Libby and I were silent for a full five seconds after he was gone. “Don’t take this the wrong way,” she whispered finally, “but I think he might be God.”
I snorted. “He certainly thinks so.” It was easier to ignore the effect he’d had on me now that he was gone. What kind of person had self-assurance that absolute? It was there in every aspect of his posture and word choice, in every interaction. Power was as much a fact of life for this guy as gravity. The world bent to the will of Grayson Hawthorne. What money couldn’t buy him, those eyes probably did.
“Start from the beginning,” I told Libby. “And don’t leave anything out.”
She fidgeted with the inky-black tips of her blue ponytail. “A couple of weeks ago, we started getting these letters—addressed to you, care of me. They said that you’d inherited money, gave us a number to call. I thought they were a scam. Like one of those emails that claims to be from a foreign prince.”

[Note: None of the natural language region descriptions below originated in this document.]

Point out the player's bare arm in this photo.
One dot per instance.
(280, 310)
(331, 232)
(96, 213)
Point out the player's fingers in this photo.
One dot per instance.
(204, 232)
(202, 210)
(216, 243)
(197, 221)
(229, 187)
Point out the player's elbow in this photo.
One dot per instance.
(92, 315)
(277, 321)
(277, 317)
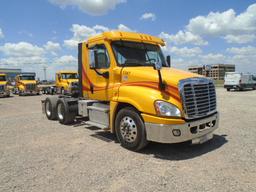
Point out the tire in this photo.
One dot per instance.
(62, 91)
(130, 129)
(64, 115)
(51, 108)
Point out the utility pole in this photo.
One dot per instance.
(44, 68)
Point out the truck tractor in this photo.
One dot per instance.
(128, 87)
(26, 84)
(4, 91)
(239, 81)
(67, 83)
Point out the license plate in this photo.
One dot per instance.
(202, 139)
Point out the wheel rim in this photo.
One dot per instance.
(48, 109)
(60, 111)
(128, 129)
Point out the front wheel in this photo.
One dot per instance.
(130, 129)
(64, 114)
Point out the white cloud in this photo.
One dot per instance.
(183, 38)
(240, 39)
(23, 61)
(21, 49)
(92, 7)
(66, 60)
(122, 27)
(212, 58)
(52, 47)
(148, 16)
(82, 33)
(185, 51)
(249, 50)
(1, 34)
(226, 23)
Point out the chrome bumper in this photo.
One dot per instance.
(5, 94)
(198, 131)
(27, 92)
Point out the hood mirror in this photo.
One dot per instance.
(157, 65)
(168, 60)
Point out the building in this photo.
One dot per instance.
(215, 71)
(11, 73)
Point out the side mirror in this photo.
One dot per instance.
(157, 65)
(93, 59)
(168, 60)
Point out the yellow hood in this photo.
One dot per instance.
(71, 80)
(147, 74)
(25, 82)
(3, 82)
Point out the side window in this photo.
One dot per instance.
(99, 57)
(153, 56)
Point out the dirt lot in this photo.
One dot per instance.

“Why would this Tobias Hawthorne—a man I’ve never met, never even heard of—put me in his will?” I asked.
“I don’t know,” Libby said, “but that”—she gestured in the direction Grayson had gone—“is not a scam. Did you see the way he dealt with Principal Altman? What do you think their agreement was? A bribe… or a threat?”
Both. Pushing down that response, I pulled out my phone and connected to the school’s Wi-Fi. One internet search for Tobias Hawthorne later, the two of us were reading a news headline: Noted Philanthropist Dies at 78.
“Do you know what philanthropist means?” Libby asked me seriously. “It means rich.”
“It means someone who gives to charity,” I corrected her.
“So… rich.” Libby gave me a look. “What if you are charity? They wouldn’t send this guy’s grandson to get you if he’d just left you a few hundred dollars. We must be talking thousands. You could travel, Avery, or put it toward college, or buy a better car.”
I could feel my heart starting to beat faster again. “Why would a total stranger leave me anything?” I reiterated, resisting the urge to daydream, even for a second, because if I started, I wasn’t sure I could stop.
“Maybe he knew your mom?” Libby suggested. “I don’t know, but I do know that you need to go to the reading of that will.”
“I can’t just take off,” I told her. “Neither can you.” We’d both miss work. I’d miss class. And yet… if nothing else, a trip would get Libby away from Drake, at least temporarily.
And if this is real… It was already getting harder not to think about the possibilities.
“My shifts are covered for the next two days,” Libby informed me. “I made some calls, and so are yours.” She reached for my hand. “Come on, Ave. Wouldn’t it be nice to take a trip, just you and me?”
She squeezed my hand. After a moment, I squeezed back. “Where exactly is the reading of the will?”
“Texas!” Libby grinned. “And they didn’t just book our tickets. They booked them first class.”